DEPPRESSIVE DISORDER PADA KORBAN KEKERASAN SEKSUAL
Secara psikologis, korban kekerasan seksual juga dapat mengalami depresi. Orang yang mengalami korban pelecehan seksual akan merasakan stres dan bisa berujung pada depresi. Biasanya korban akan merasa malu, bankan merasa jijik terhadap dirinya sendiri. Korban kekerasan seksual akan mengalami gangguan suasana hati yang berkepanjangan seperti merasa sedih terus menerus, tidak memiliki semangat hidup, perasaan bersalah, tidak berharga, dan tidak berdaya. Apabila gejala depresi pada korban kekerasan seksual tersebut tidak segera ditangani dengan baik, maka gejala depresi akan semakin parah dan dapat memicu penyakit lainnya seperti stroke, penyakit jantung koroner hingga serangan jantung.
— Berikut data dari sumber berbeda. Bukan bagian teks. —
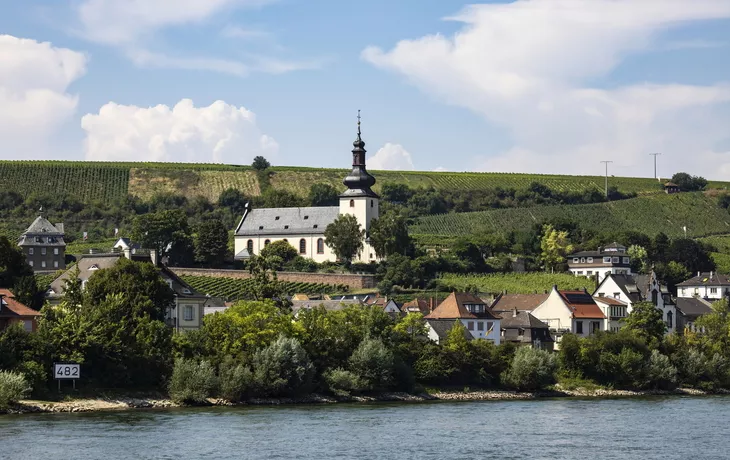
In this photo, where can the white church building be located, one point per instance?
(303, 228)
POST-TRAUMATIC DISORDER (PTSD) PADA KORBAN KEKERASAN SEKSUAL
Kebanyakan korban kekerasan seksual akan merasakan gejala ketakutan yang intens, kecemasan tinggi, dan emosi yang kaku setelah kejadian. Ini adalah ciri dari terjadinya post-traumatic stress disorder (PTSD). Karena korban mengartikan kekerasan seksual sebagai hal yang menyakitkan dan berbekas sangat mendalam. Individu yang telah dilecehkan secara seksual saat masih anak-anak mungkin mengesampingkan ingatan akan peristiwa tersebut, namun pada titik tertentu mereka mungkin menghidupkan kembali peristiwa tersebut, dan sering mengalami tekanan emosional yang intens sebagai akibatnya.
ANXIETY DISORDER
Anxiety disorder atau gangguan kecemasan adalah kategori diagnostik yang paling sering muncul pada korban pelecehan seksual anak. hal ini juga sama-sama menonjol pada pria dan wanita. seseorang yang mengalami gangguan kecemasan bisa merasa khawatir berlebihan hingga berujung pada ketakutan tanpa sebab dan mengganggu aktivitas sehari-hari.
SEXUAL DISORDER
Orang dewasa yang telah dilecehkan secara seksual saat anak-anak dapat menunjukkan tindakan seksual atau berperilaku terlalu bebas. Mereka mungkin mencoba untuk mengatasi perasaan ketidakberdayaan yang mereka alami sebagai anak-anak, atau mereka mungkin bingung dengan batasan perilaku yang mendefinisikan kasih sayang, seks, dan pelecehan. Orang dewasa yang dilecehkan secara seksual saat masih anak-anak lebih mungkin mengalami masalah seksual saat dewasa. Gangguan seksual ini dihasilkan dari kontak dan hubungan seksual yang tidak pantas; efek yang mungkin dialami korban termasuk penghindaran seks, muak dengan apa pun yang bersifat seksual, minat yang berlebihan pada seks, atau masalah dengan identitas seksual.
EATING DISORDER
Banyak korban pelecehan seksual mengkhawatirkan penampilan fisik mereka. Beberapa mungkin menurunkan berat badan, sementara yang lain menambah berat badan untuk memastikan tidak ada yang tertarik padanya. Pemeriksaan pada dua puluh gadis yang dilecehkan secara seksual dan dua puluh gadis yang tidak dilecehkan antara usia sepuluh dan lima belas tahun. Mereka menemukan bahwa mereka yang telah dilecehkan secara seksual lebih cenderung tidak puas dengan berat badan mereka dan menunjukkan perilaku makan dan diet yang lebih tinggi.
SUBTANCE ABUSE
Remaja yang pernah mengalami pelecehan seksual saat masih anak-anak memiliki pola penggunaan dan penyalahgunaan narkoba yang sangat berbeda. Pola ini termasuk penggunaan kokain dan stimulan secara teratur, sering minum dan penggunaan narkoba, dan lebih sering menggunakan narkoba daripada mereka yang tidak dilecehkan secara seksual. Individu yang telah dilecehkan secara seksual saat anak-anak mungkin menggunakan zat untuk mengubah suasana hati yang dapat membantu mereka mengatasi kesulitan emosional dan membantu dalam hubungan interpersonal mereka.